A Platform for Diverse Voices

  • Home
  • Submissions

It Speaks!: How Computers Get Their Voice

January 5, 2022 by admin

While many of us may be familiar with the IVR voice talent that you hear over the automated answering machine or the increasingly human-like responses of virtual assistant technology such as Alexa and Siri, not many of us know how they came to be. Especially in the case of fully automated programs such as the artificial intelligence (A.I.) seen in sci-fi, it may seem improbable or nearly impossible that they are able to respond to just about any question without hesitation.

The process behind how these voices are curated and generated is complex and labor intensive, and certainly takes more than a single recording session in order to develop. Not to mention the fact that such programs have to be able to “read” any piece of text thrown at them no matter the subject matter. Furthermore, over the years, software developers have been doing their best to make A.I.s seem human-like, both in terms of responses as well as how they sound. Although to some it may cross into uncanny-valley territory, the fact of the matter is that as the capabilities of voice synthesis software have continued to develop, the voices on everything from Global Positioning Systems (GPS) to that in the latest action movies are increasingly able to be pass as human. So how do they do it?

Break It Down

All speech, no matter if it’s from an organic vocal tract or a computer’s speakers, is made from small units of sound. The technical name for these small units are “morphemes.” The smallest morphemes are captured in the International Phonetic Alphabet (IPA), in which each symbol of the IPA represents a single type of sound. However, it is remarkably difficult to make some of these sounds in an isolated manner and even more difficult to artificially create in a way that sounds accurate to the human ear.

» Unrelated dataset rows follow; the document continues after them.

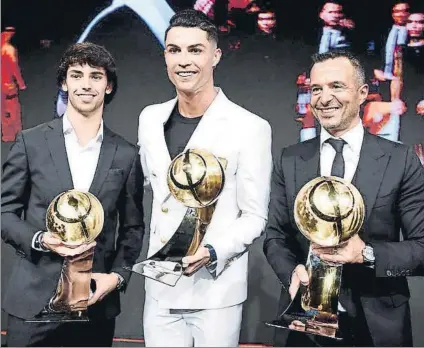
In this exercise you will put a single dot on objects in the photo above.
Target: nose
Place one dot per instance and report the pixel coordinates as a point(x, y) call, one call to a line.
point(86, 83)
point(326, 96)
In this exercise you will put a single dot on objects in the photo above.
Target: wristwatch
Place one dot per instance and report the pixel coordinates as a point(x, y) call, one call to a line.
point(368, 254)
point(121, 281)
point(212, 254)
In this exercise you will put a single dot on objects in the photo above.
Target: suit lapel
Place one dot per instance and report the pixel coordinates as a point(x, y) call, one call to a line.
point(56, 144)
point(209, 127)
point(107, 154)
point(370, 171)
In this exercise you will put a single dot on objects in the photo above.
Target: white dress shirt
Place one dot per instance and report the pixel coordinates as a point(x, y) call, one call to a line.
point(351, 152)
point(82, 161)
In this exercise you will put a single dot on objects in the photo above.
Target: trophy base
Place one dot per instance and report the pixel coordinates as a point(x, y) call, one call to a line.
point(308, 326)
point(63, 317)
point(165, 272)
point(312, 321)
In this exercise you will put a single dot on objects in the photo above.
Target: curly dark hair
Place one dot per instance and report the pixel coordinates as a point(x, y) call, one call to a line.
point(93, 55)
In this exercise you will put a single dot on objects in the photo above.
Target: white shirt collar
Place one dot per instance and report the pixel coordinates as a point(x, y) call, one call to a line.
point(353, 137)
point(68, 128)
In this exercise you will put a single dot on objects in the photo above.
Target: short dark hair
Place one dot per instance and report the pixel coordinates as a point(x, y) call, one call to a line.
point(191, 18)
point(354, 60)
point(95, 56)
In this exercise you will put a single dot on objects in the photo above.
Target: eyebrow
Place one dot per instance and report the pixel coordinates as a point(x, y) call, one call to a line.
point(75, 71)
point(331, 83)
point(189, 47)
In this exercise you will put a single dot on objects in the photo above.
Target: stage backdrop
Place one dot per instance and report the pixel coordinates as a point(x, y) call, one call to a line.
point(260, 69)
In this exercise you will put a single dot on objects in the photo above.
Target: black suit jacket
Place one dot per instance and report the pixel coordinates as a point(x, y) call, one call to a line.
point(391, 180)
point(35, 172)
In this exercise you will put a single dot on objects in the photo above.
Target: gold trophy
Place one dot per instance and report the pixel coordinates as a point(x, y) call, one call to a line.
point(76, 218)
point(328, 211)
point(196, 179)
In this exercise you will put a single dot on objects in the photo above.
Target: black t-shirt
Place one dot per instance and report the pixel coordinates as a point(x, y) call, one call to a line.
point(178, 131)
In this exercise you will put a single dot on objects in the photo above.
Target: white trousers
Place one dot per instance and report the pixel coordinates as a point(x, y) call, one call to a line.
point(203, 328)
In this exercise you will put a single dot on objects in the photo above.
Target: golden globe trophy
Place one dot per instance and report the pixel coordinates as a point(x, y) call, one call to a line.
point(328, 211)
point(196, 179)
point(76, 218)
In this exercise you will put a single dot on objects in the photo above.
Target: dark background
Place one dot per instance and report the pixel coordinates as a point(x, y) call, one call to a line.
point(260, 76)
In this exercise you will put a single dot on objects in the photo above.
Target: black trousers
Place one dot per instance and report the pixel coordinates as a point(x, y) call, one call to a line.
point(95, 333)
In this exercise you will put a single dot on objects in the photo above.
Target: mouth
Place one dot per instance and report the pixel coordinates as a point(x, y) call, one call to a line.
point(186, 74)
point(328, 112)
point(85, 96)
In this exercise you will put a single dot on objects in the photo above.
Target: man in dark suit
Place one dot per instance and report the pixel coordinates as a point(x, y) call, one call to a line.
point(373, 302)
point(74, 152)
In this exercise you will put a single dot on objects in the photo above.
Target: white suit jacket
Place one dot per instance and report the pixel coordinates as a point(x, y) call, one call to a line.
point(244, 139)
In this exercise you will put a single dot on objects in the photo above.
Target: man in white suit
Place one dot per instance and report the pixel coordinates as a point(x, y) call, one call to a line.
point(204, 309)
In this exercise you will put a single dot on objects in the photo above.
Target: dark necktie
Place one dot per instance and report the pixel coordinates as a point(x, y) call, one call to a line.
point(338, 164)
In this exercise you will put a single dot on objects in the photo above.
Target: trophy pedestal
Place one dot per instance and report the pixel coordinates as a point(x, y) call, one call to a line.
point(51, 317)
point(314, 308)
point(311, 321)
point(72, 293)
point(166, 272)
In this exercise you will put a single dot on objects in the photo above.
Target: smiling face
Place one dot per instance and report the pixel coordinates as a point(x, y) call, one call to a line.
point(86, 87)
point(190, 59)
point(331, 14)
point(400, 13)
point(336, 95)
point(415, 25)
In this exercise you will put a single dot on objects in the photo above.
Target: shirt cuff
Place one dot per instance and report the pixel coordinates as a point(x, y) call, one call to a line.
point(212, 264)
point(36, 242)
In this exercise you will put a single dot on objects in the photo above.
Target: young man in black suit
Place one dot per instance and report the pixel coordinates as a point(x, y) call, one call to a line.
point(74, 152)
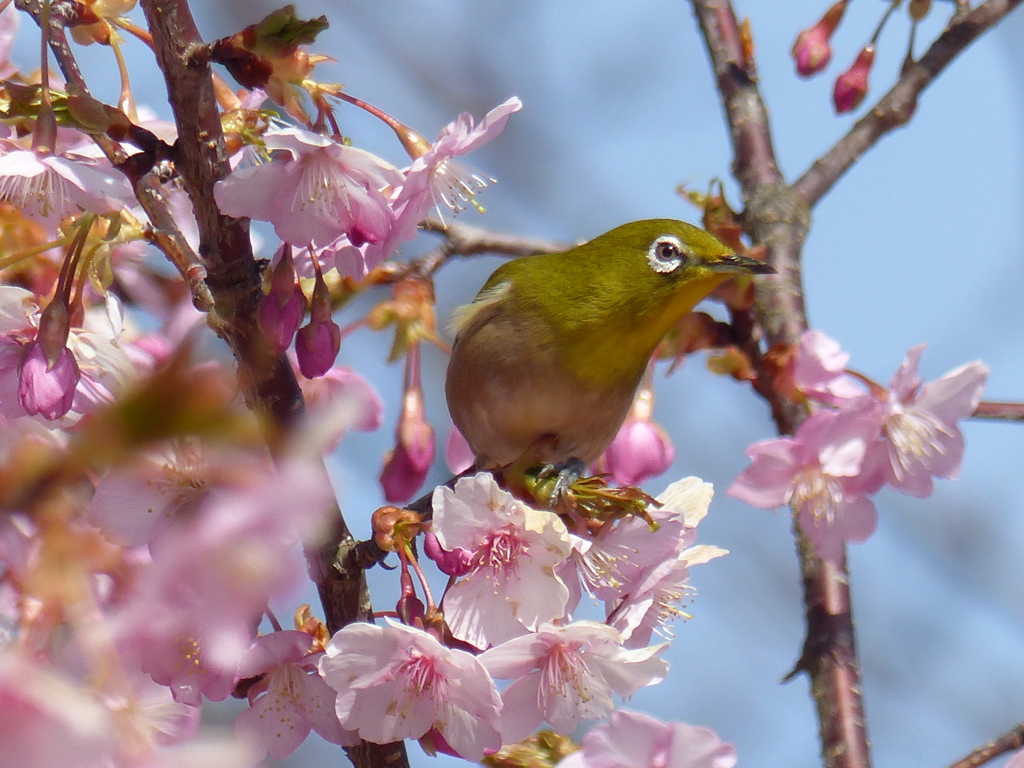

So how do programmers and developers get past this? Well, the simplest solution is to bring in experienced voice actors and have them read a variety of texts. This description is of course deceptively simple. With over 160 symbols in the IPA and thousands of ways to combine them into even a simple consonant-vowel pair, to try and record the whole scope of sounds a human is capable of making in a single recording is nearly impossible.

Does This Sound Right?

To be completely fair, no language in the world uses the full suite of 160 IPA symbols, and in fact most of them use only a small proportion of the sounds. However, with the increasingly multi-ethnic and global reach of the internet, this also brings in many new sounds and words that a language might not use on a regular basis. For example, monolingual speakers of English may find it challenging to differentiate between the tonal languages such as the Chinese languages and Vietnamese. So what happens if Siri is asked to read an article talking about various tourist attractions in China that have Chinese names?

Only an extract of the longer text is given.